At its Aug. 12 meeting, North Liberty council members all were unhappy with the supervisors’ decision.
“I think the 10 percent the county is asking for is very close to extortion,” said councilor Coleen Chipman. “To say ‘you’re going to get 10 years if you do this, and if you don’t you’re only getting three…’ I’m not sure they can do that legally. I don’t see how they can treat city entities differently that way.”
Council member Chris Hoffman agreed in principle.
“I’m no happier than anybody else about this and I feel the word extortion can’t be used too many times. We’re all mad. Iowa City wants help. The county got put into this position and they weren’t consulted by Iowa City, and they want their bond to pass for the courthouse. I get that,” said Hoffman. “So in an effort to be a good member of the county, to further the progress of all us in Johnson County, (contributing to the courthouse) is fine with me.
Eventually, the North Liberty council leaned in the same direction, coming to an unofficial consensus to dedicate 10 percent of LOST revenues to the courthouse, as well as 50 percent to streets projects, 35 percent to offset rate increases from planned sewer and water facility upgrades, and five percent to parks development.
On the same evening, Coralville’s council voted not to contribute to the county courthouse, also stating disappointment over the county’s sunset stipulation.
The Tiffin City Council last week tabled its formal discussion on ballot language until a special meeting Aug. 20.

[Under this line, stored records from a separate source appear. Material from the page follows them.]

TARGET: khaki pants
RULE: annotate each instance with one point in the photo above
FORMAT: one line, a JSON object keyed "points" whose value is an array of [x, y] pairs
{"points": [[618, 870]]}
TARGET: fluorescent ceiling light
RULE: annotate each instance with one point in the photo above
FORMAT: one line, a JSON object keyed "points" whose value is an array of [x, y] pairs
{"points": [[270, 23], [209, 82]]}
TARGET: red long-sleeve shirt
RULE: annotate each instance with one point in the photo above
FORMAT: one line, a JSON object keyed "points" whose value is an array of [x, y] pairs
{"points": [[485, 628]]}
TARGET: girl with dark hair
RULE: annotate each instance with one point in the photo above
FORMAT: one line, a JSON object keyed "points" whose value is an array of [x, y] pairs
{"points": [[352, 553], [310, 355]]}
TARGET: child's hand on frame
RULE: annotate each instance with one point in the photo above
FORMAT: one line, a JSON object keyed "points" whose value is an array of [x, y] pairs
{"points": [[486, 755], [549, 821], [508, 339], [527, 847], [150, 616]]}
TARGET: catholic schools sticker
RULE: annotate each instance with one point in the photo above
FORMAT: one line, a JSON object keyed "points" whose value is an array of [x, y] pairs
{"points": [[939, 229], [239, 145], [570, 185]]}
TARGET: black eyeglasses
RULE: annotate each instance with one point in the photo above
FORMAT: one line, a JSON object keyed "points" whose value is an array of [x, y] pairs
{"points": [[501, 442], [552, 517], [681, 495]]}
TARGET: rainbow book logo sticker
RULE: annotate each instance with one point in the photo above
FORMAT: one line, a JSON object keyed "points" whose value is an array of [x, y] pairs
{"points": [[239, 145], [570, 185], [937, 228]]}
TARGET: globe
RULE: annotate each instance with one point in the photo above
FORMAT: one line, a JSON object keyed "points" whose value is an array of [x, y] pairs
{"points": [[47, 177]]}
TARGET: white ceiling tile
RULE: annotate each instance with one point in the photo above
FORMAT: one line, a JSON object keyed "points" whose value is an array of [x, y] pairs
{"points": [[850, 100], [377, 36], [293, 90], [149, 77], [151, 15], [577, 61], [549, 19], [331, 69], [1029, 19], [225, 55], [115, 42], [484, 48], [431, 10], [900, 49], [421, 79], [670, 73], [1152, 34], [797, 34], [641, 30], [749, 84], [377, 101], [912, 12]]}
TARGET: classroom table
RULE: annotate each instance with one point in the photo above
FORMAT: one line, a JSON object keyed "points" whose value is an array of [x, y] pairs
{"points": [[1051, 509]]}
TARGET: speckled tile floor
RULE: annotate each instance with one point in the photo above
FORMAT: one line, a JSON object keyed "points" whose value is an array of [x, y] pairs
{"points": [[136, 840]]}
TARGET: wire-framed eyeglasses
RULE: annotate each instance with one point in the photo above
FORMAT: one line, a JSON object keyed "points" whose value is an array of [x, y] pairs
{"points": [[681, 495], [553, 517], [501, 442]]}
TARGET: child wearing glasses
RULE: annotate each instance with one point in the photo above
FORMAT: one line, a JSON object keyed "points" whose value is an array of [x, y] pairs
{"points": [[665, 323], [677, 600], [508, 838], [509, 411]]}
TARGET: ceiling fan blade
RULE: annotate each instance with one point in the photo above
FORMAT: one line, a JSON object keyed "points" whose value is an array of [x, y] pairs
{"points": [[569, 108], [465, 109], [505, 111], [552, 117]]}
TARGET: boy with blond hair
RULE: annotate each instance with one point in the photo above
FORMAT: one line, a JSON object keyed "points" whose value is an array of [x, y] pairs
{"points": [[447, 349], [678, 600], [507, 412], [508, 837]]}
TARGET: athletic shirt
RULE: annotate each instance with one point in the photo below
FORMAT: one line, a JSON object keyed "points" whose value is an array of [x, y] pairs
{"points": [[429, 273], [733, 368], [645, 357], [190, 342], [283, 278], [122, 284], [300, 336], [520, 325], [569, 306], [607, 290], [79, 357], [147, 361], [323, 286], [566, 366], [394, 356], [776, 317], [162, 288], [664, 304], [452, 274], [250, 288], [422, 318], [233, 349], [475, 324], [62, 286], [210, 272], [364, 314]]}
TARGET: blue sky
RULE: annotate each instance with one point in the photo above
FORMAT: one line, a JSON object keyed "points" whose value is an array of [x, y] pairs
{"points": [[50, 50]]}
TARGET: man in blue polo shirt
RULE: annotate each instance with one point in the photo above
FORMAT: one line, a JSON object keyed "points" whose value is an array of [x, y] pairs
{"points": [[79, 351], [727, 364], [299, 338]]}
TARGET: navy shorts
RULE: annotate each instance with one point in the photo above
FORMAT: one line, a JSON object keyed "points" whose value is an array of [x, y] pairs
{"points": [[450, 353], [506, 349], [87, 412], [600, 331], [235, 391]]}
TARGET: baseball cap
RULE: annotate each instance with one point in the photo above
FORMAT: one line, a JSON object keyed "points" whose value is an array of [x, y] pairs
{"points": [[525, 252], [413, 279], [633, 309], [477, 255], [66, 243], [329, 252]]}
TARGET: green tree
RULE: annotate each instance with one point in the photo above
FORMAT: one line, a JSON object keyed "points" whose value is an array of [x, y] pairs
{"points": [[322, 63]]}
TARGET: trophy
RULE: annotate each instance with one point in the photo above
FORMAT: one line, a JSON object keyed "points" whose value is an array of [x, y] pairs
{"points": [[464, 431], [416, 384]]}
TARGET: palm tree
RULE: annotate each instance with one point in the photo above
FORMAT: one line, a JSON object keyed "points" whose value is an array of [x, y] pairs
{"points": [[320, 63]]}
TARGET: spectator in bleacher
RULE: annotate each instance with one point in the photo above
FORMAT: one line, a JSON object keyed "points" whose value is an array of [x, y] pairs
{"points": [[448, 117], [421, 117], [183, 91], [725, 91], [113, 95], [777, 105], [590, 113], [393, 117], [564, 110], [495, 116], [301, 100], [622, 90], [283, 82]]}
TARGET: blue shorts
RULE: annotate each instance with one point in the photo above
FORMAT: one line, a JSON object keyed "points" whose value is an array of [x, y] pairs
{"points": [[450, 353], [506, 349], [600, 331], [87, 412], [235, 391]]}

But in the end, nobody’s decisions about courthouse contributions came into play, as the county board moved to withdraw the request altogether in its Aug. 13 informal meeting.
“I think voters, when they get confused, tend to vote no. I think this whole thing has been confusing to voters, and my fear is any kind of connection between the courthouse referendum and the LOST could bring the courthouse down,” said supervisor Rod Sullivan.
Further, the supervisors expected that since Coralville declined the county’s request, it would impact the decisions of the other contiguous cities as well.
In the supervisors’ Aug. 14 meeting, member Pat Harney reiterated his desire to keep the courthouse and LOST initiatives separate.
“With all the publicity, it distracts from the purpose of the courthouse annex,” Harney said. “I don’t like all these distractions and hopefully that gets resolved in the near feature. It’s been needed for a long time and I would like this (courthouse bond) to be successful.”
Last week, the supervisors directed staff to draft their LOST ballot language to state that, if LOST passes in the unincorporated areas, 90 percent would go to roads and bridge projects, and 10 percent would be used for present or future courthouse needs.
It was not a unanimous recommendation, as both Sullivan and Rettig oppose LOST as a regressive tax.
“I believe that across Iowa there is a tax shift going on where the poor and middle class are expected to pay more so the rich can receive tax cuts,” said Rettig, especially where sales tax is dedicated to lowering property tax rates to the benefit of those who are wealthy enough to own land. She also said so far, no city has offered specific proposals about how LOST revenues will be spent. “That is like a blank check for way too long. I think taxpayers should think carefully if they want to give that kind of blank check to their local government.”
Sullivan lamented that no open dialogue on the LOST initiative or its uses had taken place between government entities when it was first considered.
“The only way we can talk about these things is to actually talk about them, by sitting at the same table, and it needs to happen in a public meeting,” Sullivan said. “I don’t like the idea that ‘a couple of our people can go to lunch with a couple of your people.’ We need to have open, joint meetings where the public is welcome and the media is there. Let’s do the public’s business in public.”
The board of supervisors will finalize its LOST ballot language and hold its official vote Aug. 27, while North Liberty City Council plans to vote at its Aug. 26 meeting.